Random notes on the design of Gods & Monsters, and maybe even Men & Supermen if I can remember what I was drinking when I wrote it.

Gods & Monsters Fantasy Role-Playing

Beyond here lie dragons

The Pre-Raphaelite fantasies of John William Waterhouse

Jerry Stratton, July 11, 2015

The Pre-Raphaelite movement is a gold mine for amazing fantasy artwork. Among the best was English painter John William Waterhouse. I use his work extensively in the Adventure Guide’s Handbook, and while I didn’t use the actual painting (yet), his The Lady of Shalott was the reason I used that poem in The House of Lisport. It’s just such an amazing piece of fantasy, the magical or fairy lady with knight-encrusted blankets and three candles lighting her waybill a prone crucifix… in fact it’s so amazing I just took out Waterhouse’s also-amazing Circe Invidiosa and replaced it with the Lady.

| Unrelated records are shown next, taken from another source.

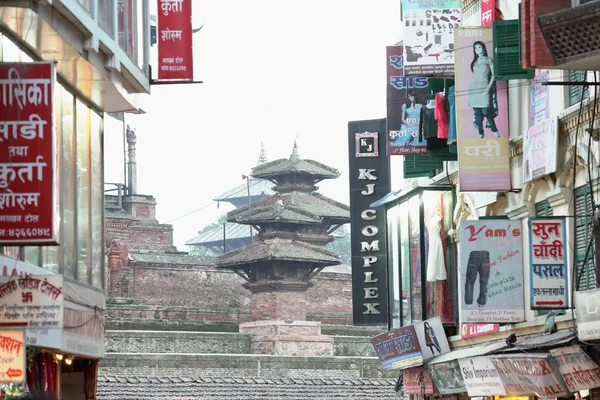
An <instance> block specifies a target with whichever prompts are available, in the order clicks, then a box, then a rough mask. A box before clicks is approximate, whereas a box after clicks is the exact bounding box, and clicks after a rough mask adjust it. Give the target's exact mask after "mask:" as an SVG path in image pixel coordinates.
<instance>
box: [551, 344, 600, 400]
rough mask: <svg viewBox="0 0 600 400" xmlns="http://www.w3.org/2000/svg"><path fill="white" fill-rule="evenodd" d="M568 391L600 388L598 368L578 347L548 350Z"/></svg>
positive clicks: (583, 351) (571, 347)
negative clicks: (549, 351)
mask: <svg viewBox="0 0 600 400" xmlns="http://www.w3.org/2000/svg"><path fill="white" fill-rule="evenodd" d="M550 354H552V356H553V357H554V361H556V364H558V370H559V371H560V373H561V375H562V377H563V379H564V381H565V384H566V385H567V388H568V389H569V391H571V392H573V393H575V392H577V391H579V390H587V389H594V388H597V387H600V367H598V364H596V363H595V362H594V361H593V360H592V359H591V358H590V356H588V355H587V354H586V353H585V352H584V351H583V350H582V349H581V347H579V346H569V347H561V348H558V349H552V350H550Z"/></svg>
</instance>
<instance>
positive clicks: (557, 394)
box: [490, 354, 570, 399]
mask: <svg viewBox="0 0 600 400" xmlns="http://www.w3.org/2000/svg"><path fill="white" fill-rule="evenodd" d="M490 358H491V360H492V362H493V363H494V365H495V366H496V369H497V370H498V373H499V374H500V378H501V379H502V382H503V383H504V387H505V388H506V391H507V392H508V393H510V394H512V395H517V396H518V395H524V396H530V395H536V396H538V397H541V398H542V399H553V398H556V397H563V396H568V395H569V394H570V393H569V391H568V390H567V388H566V385H565V383H564V381H563V380H562V377H561V376H560V373H558V368H557V367H556V365H555V364H554V360H553V359H552V358H551V356H550V355H549V354H527V355H524V356H521V355H502V356H492V357H490Z"/></svg>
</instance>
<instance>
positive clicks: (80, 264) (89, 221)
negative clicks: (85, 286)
mask: <svg viewBox="0 0 600 400" xmlns="http://www.w3.org/2000/svg"><path fill="white" fill-rule="evenodd" d="M76 103H77V108H76V116H77V180H76V187H77V272H76V277H77V279H78V280H79V281H82V282H90V276H89V274H90V268H89V265H90V240H91V238H90V117H91V116H90V109H89V108H88V107H87V106H86V105H85V104H83V103H82V102H81V101H79V100H77V101H76Z"/></svg>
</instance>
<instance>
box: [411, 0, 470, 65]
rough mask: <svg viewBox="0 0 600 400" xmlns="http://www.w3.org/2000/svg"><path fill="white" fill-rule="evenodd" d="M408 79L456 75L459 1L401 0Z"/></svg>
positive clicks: (449, 0)
mask: <svg viewBox="0 0 600 400" xmlns="http://www.w3.org/2000/svg"><path fill="white" fill-rule="evenodd" d="M402 17H403V23H404V50H405V53H406V54H405V58H404V65H405V72H406V76H434V75H453V74H454V54H455V53H454V52H455V46H454V31H455V30H456V28H458V27H459V26H460V24H461V20H462V12H461V5H460V0H439V1H427V0H402Z"/></svg>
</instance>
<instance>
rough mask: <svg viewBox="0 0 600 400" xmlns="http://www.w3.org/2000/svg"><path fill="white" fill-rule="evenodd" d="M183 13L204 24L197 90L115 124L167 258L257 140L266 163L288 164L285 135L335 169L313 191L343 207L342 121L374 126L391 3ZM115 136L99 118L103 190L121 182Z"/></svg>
mask: <svg viewBox="0 0 600 400" xmlns="http://www.w3.org/2000/svg"><path fill="white" fill-rule="evenodd" d="M193 6H194V8H193V13H194V17H193V20H194V26H195V27H196V26H200V25H201V24H202V23H203V24H204V27H203V29H202V30H201V31H200V32H199V33H197V34H195V35H194V36H195V38H194V64H195V68H194V74H195V79H196V80H201V81H203V82H204V84H198V85H167V86H153V87H152V94H151V95H150V96H146V97H145V98H144V99H142V101H141V103H140V106H141V107H142V108H143V109H144V110H145V111H146V112H147V114H145V115H141V116H129V115H128V116H127V122H128V123H129V124H130V125H131V126H132V127H133V128H135V129H136V133H137V137H138V142H137V163H138V164H137V165H138V193H140V194H149V195H153V196H155V198H156V200H157V202H158V205H157V218H158V220H159V221H160V222H162V223H172V224H173V227H174V238H175V239H174V241H175V245H176V246H177V247H178V249H179V250H183V251H187V250H188V248H187V246H185V245H184V243H185V242H186V241H187V240H189V239H191V238H192V237H193V236H194V235H195V234H196V233H197V231H198V230H199V229H201V228H202V227H203V226H204V225H206V224H208V223H211V222H214V221H215V220H216V219H217V218H218V217H219V216H220V215H221V214H222V213H224V212H226V211H229V210H230V209H231V208H230V207H226V206H224V205H223V204H221V207H220V208H219V209H218V208H217V204H216V203H215V202H213V201H212V199H213V198H214V197H216V196H217V195H219V194H221V193H223V192H225V191H227V190H229V189H232V188H234V187H235V186H237V185H239V184H241V183H244V181H243V180H242V174H243V173H248V172H249V171H250V169H251V168H252V167H254V166H255V165H256V163H257V160H258V155H259V151H260V145H261V142H262V143H264V146H265V150H266V153H267V157H268V159H269V161H272V160H275V159H278V158H287V157H289V155H290V153H291V151H292V147H293V143H294V139H296V138H297V140H298V147H299V150H300V155H301V156H302V157H303V158H310V159H314V160H317V161H320V162H323V163H325V164H327V165H329V166H331V167H334V168H337V169H339V170H340V171H341V172H342V176H341V177H340V178H339V179H337V180H332V181H325V182H323V183H321V185H320V191H321V192H322V193H323V194H325V195H327V196H329V197H332V198H334V199H336V200H338V201H341V202H344V203H346V204H348V197H349V196H348V195H349V193H348V144H347V136H348V134H347V124H348V121H352V120H361V119H371V118H384V117H385V113H386V110H385V101H386V99H385V88H386V85H385V84H386V81H385V79H386V78H385V72H386V71H385V46H386V45H393V44H395V43H396V42H397V41H398V40H399V39H400V29H401V27H400V0H304V1H292V0H252V1H250V0H202V1H201V0H194V1H193ZM153 50H154V51H156V47H153ZM121 135H122V127H121V123H120V122H118V121H115V120H112V119H111V118H108V117H107V120H106V123H105V137H106V139H105V153H106V160H105V165H106V168H105V181H106V182H121V181H122V180H123V164H122V160H123V148H122V136H121ZM199 209H201V210H199ZM195 210H199V211H196V212H193V211H195ZM188 213H190V214H189V215H187V216H186V217H183V218H179V217H181V216H183V215H185V214H188ZM177 218H178V219H177Z"/></svg>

He created great paintings of rituals, from Circe Invidiosa with her preparing to turn Scylla into a hideous monster, to his Danaides pouring from three vases into a water-bearded cauldron, to, the most amazing in my view, his Magic Circle which is, precisely, a fantasy ritual, with burning incense, a magic staff, a magic circle, and a moon-shaped sickle. The sorceress has even attracted some ravens or crows to assist her!

Another favorite of mine is The Tempest, with the daughter of the sorceror Prospero sitting on the shoreline in a storm, watching what looks to be yet another ship dashed against the rocks by wind and wave. She’s worried mostly about her hair. I know that’s not the way the Shakespeare play goes, but it certainly looks that way in the painting.

Unlike the rest of the painters in this series, Waterhouse painted into the 20th century—which may have helped provide him his best subjects. In addition to painting from Dante and Shakespeare, he also had at his disposal the inspiring poetry of Alfred Tennyson, who died in 1892.